Keywords: extra-cellular polymers, high salinity, hollow fibre membrane, membrane fouling, bioreactor performance, yeast bioreactors, bacterial membrane bioreactors, wastewater treatment, high saline wastewater, environmental technology, yeast sludge
Comparative study on performance of yeast and bacterial membrane bioreactors for high salinity wastewater treatment
Two laboratory-scale membrane bioreactor systems were investigated to treat high saline wastewater containing 1,000 mg/L COD and 32 g/L NaCl, namely: the yeast membrane bioreactor (YMBR) and the bacterial membrane bioreactor (BMBR). COD removal of both processes was above 90% at a hydraulic retention time (HRT) of 5 hours (volumetric loading of 5 kg COD/m³.d), sludge retention time (SRT) of 50 days (the MLSS of above 14 g/L and the F/M of 0.4 d-1).
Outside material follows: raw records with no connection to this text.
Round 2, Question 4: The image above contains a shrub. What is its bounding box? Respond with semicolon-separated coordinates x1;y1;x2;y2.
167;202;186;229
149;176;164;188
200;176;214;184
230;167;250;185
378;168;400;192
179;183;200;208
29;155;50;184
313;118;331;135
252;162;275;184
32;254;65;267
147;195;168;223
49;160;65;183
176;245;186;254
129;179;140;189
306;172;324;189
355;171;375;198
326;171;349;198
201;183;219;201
Under these operating conditions, the YMBR could run at a ten-fold lower transmembrane pressure with significantly reduced membrane fouling rate compared to BMBR. This may be because of low production of adhesive extracellular polymers (ECP) and the secondary filtration layer formed from large yeast cells. ECP production of bacterial sludge was increased considerably at high salt concentrations (32 g/L and 45 g/L) and long SRTs. For the bacterial sludge, the increased salinity led to increase in ECP, whereas the ECP content of the yeast sludge was relatively small.